Medienberichten zufolge landete der 29-Jährige am Dienstag in Mailand und traf sich danach mit Inter-Boss Giuseppe Marotta. Außerdem soll der Däne in Mailand untersucht werden. Die durchgeführten Tests sollen klären, ob der Defibrillator, der Eriksen am 17. Juni eingesetzt wurde, entfernt werden kann oder nicht. Davon hängt die Spielgenehmigung für den 29-Jährigen für die Serie A ab.
Fabrizio Braconaro, Mitglied der wissenschaftlichen Kommission beim italienischen Verband FIGC, hatte in einem Radio-Interview betont, dass das Erteilen einer Spielgenehmigung für einen Profi mit eingesetztem Defibrillator nicht möglich sei.
Eriksen wird bei seinem Aufenthalt in Mailand auch den neuen Inter-Trainer Simone Inzaghi kennenlernen. Bisher gab es nur telefonische Kontakte.

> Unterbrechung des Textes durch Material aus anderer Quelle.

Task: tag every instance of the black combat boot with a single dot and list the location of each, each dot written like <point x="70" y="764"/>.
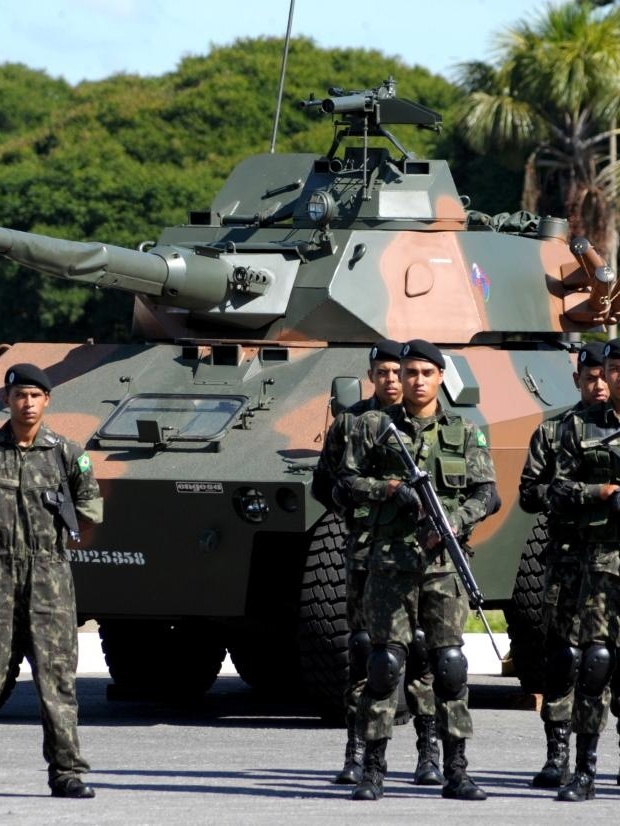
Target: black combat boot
<point x="555" y="772"/>
<point x="581" y="786"/>
<point x="459" y="785"/>
<point x="427" y="771"/>
<point x="618" y="730"/>
<point x="71" y="787"/>
<point x="353" y="768"/>
<point x="375" y="767"/>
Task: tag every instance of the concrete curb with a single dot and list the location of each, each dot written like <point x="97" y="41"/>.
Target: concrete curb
<point x="478" y="650"/>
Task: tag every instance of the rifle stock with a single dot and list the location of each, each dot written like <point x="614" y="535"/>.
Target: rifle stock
<point x="440" y="524"/>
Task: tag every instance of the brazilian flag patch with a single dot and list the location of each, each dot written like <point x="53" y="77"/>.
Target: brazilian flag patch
<point x="84" y="462"/>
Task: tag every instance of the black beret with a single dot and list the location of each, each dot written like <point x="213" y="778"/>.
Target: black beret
<point x="418" y="348"/>
<point x="591" y="354"/>
<point x="611" y="350"/>
<point x="385" y="350"/>
<point x="27" y="375"/>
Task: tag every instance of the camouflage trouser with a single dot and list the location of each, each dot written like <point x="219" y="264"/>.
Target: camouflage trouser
<point x="38" y="620"/>
<point x="599" y="623"/>
<point x="395" y="603"/>
<point x="560" y="620"/>
<point x="419" y="687"/>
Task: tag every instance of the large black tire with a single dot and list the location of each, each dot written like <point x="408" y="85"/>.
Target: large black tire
<point x="323" y="628"/>
<point x="524" y="614"/>
<point x="158" y="659"/>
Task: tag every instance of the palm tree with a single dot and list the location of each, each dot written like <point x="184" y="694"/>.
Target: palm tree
<point x="550" y="102"/>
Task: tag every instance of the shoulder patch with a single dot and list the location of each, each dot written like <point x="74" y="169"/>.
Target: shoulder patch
<point x="83" y="462"/>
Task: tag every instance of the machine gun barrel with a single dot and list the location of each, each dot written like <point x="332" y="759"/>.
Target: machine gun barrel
<point x="360" y="102"/>
<point x="440" y="524"/>
<point x="600" y="275"/>
<point x="175" y="275"/>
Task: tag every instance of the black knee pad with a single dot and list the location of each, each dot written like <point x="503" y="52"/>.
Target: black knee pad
<point x="597" y="666"/>
<point x="418" y="663"/>
<point x="450" y="671"/>
<point x="562" y="669"/>
<point x="360" y="648"/>
<point x="385" y="665"/>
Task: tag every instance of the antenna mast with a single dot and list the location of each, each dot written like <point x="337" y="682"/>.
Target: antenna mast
<point x="282" y="75"/>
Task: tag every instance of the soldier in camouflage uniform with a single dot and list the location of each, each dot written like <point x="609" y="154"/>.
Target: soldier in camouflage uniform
<point x="384" y="374"/>
<point x="37" y="600"/>
<point x="412" y="581"/>
<point x="586" y="488"/>
<point x="563" y="571"/>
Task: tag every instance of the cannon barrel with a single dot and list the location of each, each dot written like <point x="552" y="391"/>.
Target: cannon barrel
<point x="601" y="277"/>
<point x="176" y="276"/>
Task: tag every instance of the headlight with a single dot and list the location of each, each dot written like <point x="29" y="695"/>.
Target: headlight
<point x="321" y="207"/>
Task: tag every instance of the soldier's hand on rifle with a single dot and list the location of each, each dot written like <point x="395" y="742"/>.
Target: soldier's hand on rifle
<point x="407" y="497"/>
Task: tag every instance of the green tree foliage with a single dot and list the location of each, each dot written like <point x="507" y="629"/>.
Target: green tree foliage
<point x="550" y="102"/>
<point x="119" y="160"/>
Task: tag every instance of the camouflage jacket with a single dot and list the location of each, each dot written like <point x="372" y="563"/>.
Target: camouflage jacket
<point x="326" y="471"/>
<point x="451" y="448"/>
<point x="539" y="470"/>
<point x="27" y="524"/>
<point x="583" y="465"/>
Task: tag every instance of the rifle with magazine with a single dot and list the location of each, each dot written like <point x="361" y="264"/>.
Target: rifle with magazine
<point x="439" y="522"/>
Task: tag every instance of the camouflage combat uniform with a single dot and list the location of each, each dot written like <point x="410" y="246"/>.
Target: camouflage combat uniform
<point x="37" y="600"/>
<point x="419" y="679"/>
<point x="563" y="567"/>
<point x="583" y="466"/>
<point x="409" y="583"/>
<point x="421" y="699"/>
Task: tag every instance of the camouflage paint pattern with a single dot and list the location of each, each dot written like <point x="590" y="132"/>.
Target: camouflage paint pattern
<point x="253" y="297"/>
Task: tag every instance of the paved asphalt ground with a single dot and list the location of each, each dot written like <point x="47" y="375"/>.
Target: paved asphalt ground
<point x="242" y="759"/>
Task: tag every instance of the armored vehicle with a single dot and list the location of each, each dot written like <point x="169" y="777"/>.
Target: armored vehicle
<point x="252" y="324"/>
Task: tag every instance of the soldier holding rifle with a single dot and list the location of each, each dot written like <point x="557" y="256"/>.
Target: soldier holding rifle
<point x="412" y="579"/>
<point x="586" y="489"/>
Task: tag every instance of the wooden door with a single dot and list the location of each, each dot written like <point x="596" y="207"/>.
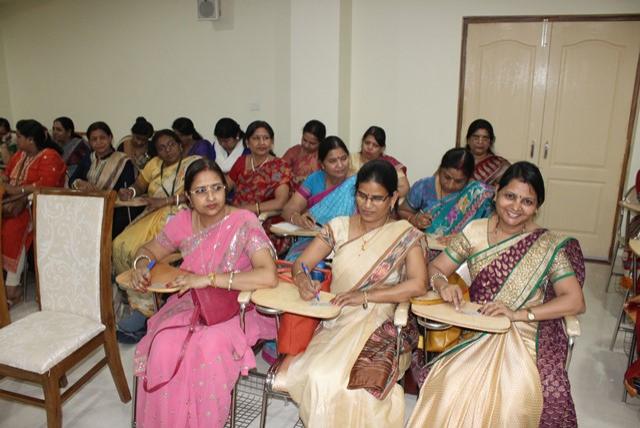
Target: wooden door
<point x="505" y="74"/>
<point x="590" y="85"/>
<point x="560" y="96"/>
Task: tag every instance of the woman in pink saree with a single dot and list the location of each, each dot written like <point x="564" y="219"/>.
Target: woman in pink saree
<point x="221" y="247"/>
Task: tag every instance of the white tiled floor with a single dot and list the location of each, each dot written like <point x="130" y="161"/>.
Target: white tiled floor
<point x="596" y="377"/>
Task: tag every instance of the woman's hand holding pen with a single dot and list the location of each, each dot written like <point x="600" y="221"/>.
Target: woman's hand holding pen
<point x="421" y="220"/>
<point x="305" y="220"/>
<point x="141" y="277"/>
<point x="307" y="288"/>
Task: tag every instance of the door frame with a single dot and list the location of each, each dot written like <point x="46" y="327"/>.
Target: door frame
<point x="558" y="18"/>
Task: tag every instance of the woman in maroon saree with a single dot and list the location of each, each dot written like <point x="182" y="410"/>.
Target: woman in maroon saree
<point x="530" y="275"/>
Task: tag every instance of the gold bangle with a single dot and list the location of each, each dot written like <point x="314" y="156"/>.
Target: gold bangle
<point x="230" y="283"/>
<point x="432" y="280"/>
<point x="212" y="279"/>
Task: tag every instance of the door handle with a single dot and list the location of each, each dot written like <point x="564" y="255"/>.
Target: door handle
<point x="546" y="149"/>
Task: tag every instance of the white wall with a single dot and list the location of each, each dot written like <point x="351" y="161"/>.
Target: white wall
<point x="5" y="104"/>
<point x="114" y="60"/>
<point x="350" y="63"/>
<point x="406" y="67"/>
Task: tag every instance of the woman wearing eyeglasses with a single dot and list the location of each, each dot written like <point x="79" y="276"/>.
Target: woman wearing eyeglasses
<point x="222" y="247"/>
<point x="444" y="203"/>
<point x="489" y="167"/>
<point x="346" y="377"/>
<point x="324" y="195"/>
<point x="162" y="181"/>
<point x="260" y="180"/>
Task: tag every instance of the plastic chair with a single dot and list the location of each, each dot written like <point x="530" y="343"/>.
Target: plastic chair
<point x="73" y="282"/>
<point x="401" y="317"/>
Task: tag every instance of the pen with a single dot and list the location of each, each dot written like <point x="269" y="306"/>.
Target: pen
<point x="305" y="269"/>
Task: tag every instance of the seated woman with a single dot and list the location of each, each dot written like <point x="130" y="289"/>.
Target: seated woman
<point x="7" y="145"/>
<point x="221" y="247"/>
<point x="74" y="147"/>
<point x="137" y="145"/>
<point x="489" y="167"/>
<point x="373" y="147"/>
<point x="106" y="169"/>
<point x="303" y="158"/>
<point x="378" y="263"/>
<point x="162" y="180"/>
<point x="444" y="203"/>
<point x="229" y="144"/>
<point x="192" y="141"/>
<point x="324" y="195"/>
<point x="530" y="275"/>
<point x="260" y="180"/>
<point x="38" y="162"/>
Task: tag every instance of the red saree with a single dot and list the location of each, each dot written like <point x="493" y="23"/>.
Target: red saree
<point x="45" y="169"/>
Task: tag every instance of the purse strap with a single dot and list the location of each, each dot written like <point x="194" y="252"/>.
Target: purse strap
<point x="192" y="326"/>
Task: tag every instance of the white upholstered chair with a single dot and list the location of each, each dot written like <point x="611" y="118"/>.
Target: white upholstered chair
<point x="72" y="249"/>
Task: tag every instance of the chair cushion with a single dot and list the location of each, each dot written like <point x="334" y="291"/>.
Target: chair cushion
<point x="43" y="339"/>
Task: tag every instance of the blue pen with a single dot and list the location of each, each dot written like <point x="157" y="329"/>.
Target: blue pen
<point x="305" y="269"/>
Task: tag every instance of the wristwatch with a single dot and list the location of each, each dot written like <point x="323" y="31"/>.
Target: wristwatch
<point x="530" y="315"/>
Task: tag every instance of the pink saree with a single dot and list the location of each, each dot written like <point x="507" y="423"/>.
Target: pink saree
<point x="199" y="395"/>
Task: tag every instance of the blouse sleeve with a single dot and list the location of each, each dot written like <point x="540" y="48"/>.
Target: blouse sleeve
<point x="560" y="267"/>
<point x="176" y="229"/>
<point x="459" y="248"/>
<point x="51" y="170"/>
<point x="255" y="237"/>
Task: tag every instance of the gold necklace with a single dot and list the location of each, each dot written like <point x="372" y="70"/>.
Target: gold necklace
<point x="497" y="229"/>
<point x="253" y="166"/>
<point x="363" y="247"/>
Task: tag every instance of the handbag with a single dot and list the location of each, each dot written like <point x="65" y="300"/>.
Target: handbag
<point x="211" y="306"/>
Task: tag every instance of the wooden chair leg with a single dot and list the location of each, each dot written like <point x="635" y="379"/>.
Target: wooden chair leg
<point x="52" y="401"/>
<point x="115" y="365"/>
<point x="63" y="381"/>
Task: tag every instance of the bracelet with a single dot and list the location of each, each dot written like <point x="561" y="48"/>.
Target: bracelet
<point x="230" y="283"/>
<point x="432" y="280"/>
<point x="212" y="279"/>
<point x="140" y="257"/>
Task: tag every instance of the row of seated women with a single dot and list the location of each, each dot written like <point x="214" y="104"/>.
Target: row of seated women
<point x="519" y="270"/>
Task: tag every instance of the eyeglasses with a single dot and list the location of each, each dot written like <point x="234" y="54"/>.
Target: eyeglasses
<point x="170" y="145"/>
<point x="204" y="190"/>
<point x="375" y="199"/>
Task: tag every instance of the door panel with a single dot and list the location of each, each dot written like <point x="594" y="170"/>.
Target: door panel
<point x="504" y="83"/>
<point x="592" y="68"/>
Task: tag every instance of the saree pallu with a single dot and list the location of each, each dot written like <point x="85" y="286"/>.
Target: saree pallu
<point x="45" y="169"/>
<point x="199" y="395"/>
<point x="148" y="224"/>
<point x="260" y="186"/>
<point x="335" y="202"/>
<point x="317" y="379"/>
<point x="516" y="378"/>
<point x="490" y="169"/>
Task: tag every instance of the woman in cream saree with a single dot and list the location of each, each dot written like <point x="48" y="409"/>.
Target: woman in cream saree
<point x="330" y="380"/>
<point x="532" y="276"/>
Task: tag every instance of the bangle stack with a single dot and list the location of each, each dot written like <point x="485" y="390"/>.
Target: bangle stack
<point x="432" y="280"/>
<point x="230" y="283"/>
<point x="140" y="257"/>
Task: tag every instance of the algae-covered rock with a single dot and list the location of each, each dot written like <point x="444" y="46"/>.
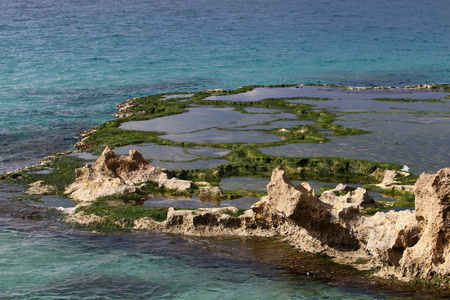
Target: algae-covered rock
<point x="112" y="174"/>
<point x="431" y="255"/>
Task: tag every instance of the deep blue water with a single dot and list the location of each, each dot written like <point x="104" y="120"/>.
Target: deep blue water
<point x="64" y="64"/>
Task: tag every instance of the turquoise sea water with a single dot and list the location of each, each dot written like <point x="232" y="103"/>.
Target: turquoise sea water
<point x="64" y="64"/>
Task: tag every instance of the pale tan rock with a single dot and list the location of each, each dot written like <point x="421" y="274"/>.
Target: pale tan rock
<point x="387" y="235"/>
<point x="176" y="184"/>
<point x="348" y="205"/>
<point x="112" y="174"/>
<point x="207" y="221"/>
<point x="299" y="205"/>
<point x="390" y="181"/>
<point x="431" y="255"/>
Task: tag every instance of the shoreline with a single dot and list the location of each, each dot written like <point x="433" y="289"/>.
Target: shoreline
<point x="125" y="108"/>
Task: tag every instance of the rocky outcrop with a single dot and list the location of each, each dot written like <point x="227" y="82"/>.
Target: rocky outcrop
<point x="210" y="193"/>
<point x="431" y="255"/>
<point x="113" y="174"/>
<point x="407" y="244"/>
<point x="40" y="188"/>
<point x="390" y="181"/>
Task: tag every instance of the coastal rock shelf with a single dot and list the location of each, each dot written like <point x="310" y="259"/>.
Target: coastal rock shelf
<point x="407" y="244"/>
<point x="197" y="164"/>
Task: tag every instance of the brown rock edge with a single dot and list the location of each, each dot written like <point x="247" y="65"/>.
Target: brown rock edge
<point x="405" y="244"/>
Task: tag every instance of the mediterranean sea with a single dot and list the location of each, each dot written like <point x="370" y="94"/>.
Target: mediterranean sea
<point x="65" y="64"/>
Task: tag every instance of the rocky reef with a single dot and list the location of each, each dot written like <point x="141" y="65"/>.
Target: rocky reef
<point x="112" y="174"/>
<point x="407" y="244"/>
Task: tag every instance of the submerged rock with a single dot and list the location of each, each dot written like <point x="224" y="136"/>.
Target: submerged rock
<point x="113" y="174"/>
<point x="40" y="188"/>
<point x="431" y="255"/>
<point x="407" y="244"/>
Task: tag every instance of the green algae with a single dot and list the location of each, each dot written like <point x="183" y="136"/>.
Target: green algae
<point x="408" y="99"/>
<point x="151" y="107"/>
<point x="123" y="216"/>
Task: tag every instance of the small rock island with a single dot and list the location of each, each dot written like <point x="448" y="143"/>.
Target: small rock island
<point x="219" y="134"/>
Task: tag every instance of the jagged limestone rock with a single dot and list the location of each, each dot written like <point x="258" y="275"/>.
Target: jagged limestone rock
<point x="113" y="174"/>
<point x="40" y="188"/>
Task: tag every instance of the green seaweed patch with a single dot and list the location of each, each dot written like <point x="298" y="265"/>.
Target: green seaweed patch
<point x="409" y="179"/>
<point x="138" y="197"/>
<point x="63" y="174"/>
<point x="408" y="99"/>
<point x="116" y="217"/>
<point x="247" y="161"/>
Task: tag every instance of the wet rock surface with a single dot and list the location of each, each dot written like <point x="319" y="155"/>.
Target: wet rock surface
<point x="113" y="174"/>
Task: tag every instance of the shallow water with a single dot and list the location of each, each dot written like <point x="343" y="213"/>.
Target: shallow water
<point x="202" y="118"/>
<point x="66" y="63"/>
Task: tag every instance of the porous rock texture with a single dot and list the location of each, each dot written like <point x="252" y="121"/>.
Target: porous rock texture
<point x="113" y="174"/>
<point x="406" y="244"/>
<point x="431" y="255"/>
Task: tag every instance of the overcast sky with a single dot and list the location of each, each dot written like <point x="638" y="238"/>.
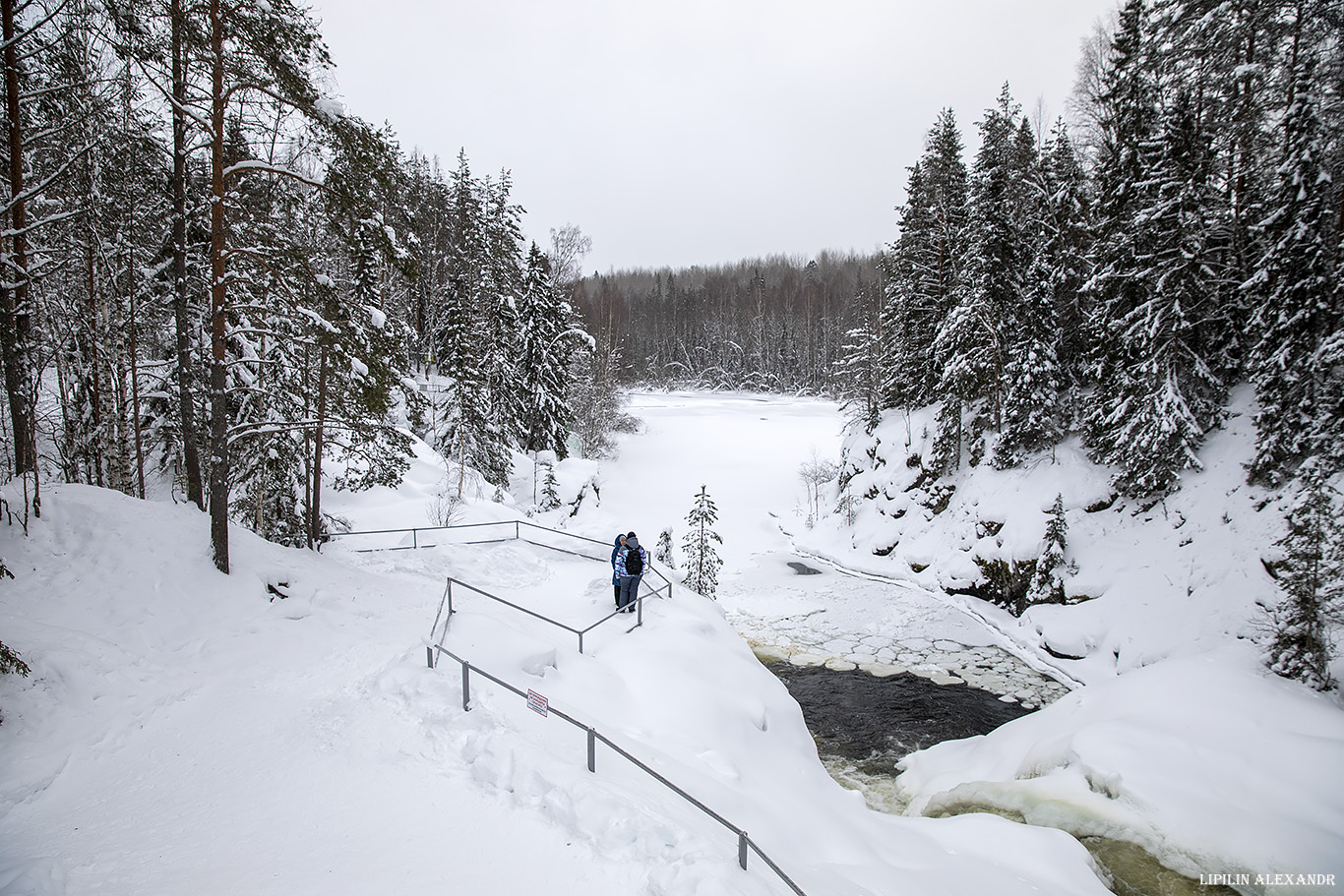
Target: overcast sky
<point x="695" y="132"/>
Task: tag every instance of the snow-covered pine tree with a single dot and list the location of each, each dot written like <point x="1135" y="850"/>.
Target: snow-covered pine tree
<point x="1312" y="579"/>
<point x="973" y="337"/>
<point x="503" y="271"/>
<point x="1062" y="256"/>
<point x="858" y="373"/>
<point x="1170" y="396"/>
<point x="472" y="437"/>
<point x="1028" y="417"/>
<point x="702" y="559"/>
<point x="547" y="338"/>
<point x="1299" y="297"/>
<point x="925" y="268"/>
<point x="663" y="553"/>
<point x="1047" y="583"/>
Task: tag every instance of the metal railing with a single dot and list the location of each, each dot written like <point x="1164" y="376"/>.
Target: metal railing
<point x="518" y="525"/>
<point x="745" y="843"/>
<point x="594" y="737"/>
<point x="447" y="601"/>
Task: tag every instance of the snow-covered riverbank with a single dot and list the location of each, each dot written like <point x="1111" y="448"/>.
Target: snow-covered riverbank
<point x="182" y="731"/>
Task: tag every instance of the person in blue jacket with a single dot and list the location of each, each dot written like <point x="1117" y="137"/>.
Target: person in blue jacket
<point x="629" y="566"/>
<point x="616" y="576"/>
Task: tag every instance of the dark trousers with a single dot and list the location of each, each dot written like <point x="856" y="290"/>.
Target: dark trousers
<point x="629" y="590"/>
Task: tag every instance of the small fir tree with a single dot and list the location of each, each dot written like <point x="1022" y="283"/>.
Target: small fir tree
<point x="550" y="491"/>
<point x="702" y="561"/>
<point x="663" y="554"/>
<point x="1311" y="577"/>
<point x="1047" y="583"/>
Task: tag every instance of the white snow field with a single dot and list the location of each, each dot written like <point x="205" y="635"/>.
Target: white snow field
<point x="183" y="733"/>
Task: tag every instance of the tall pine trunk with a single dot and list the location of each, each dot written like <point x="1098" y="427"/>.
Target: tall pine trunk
<point x="217" y="301"/>
<point x="186" y="406"/>
<point x="316" y="510"/>
<point x="15" y="326"/>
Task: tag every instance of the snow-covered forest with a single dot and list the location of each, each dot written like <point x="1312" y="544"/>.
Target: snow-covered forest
<point x="217" y="274"/>
<point x="1072" y="438"/>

Eriksen darf mit Defibrillator in Italien nicht spielen
Eriksen war am 12. Juni in Kopenhagen während des EM-Gruppenspiels gegen Finnland auf dem Rasen zusammengebrochen und musste wiederbelebt werden. Danach wurde ihm ein Defibrillator implantiert, der Herzrhythmusstörungen erkennt und im Notfall Schocks auslöst. Nun muss er sich zunächst weiter medizinisch untersuchen lassen. Eine Rückkehr des Mittelfeldspielers auf den Fußballplatz mit dem Meisterteam von Inter Mailand scheint in den kommenden sechs Monaten unwahrscheinlich.
Sein Vertrag bei Inter läuft noch bis Sommer 2024.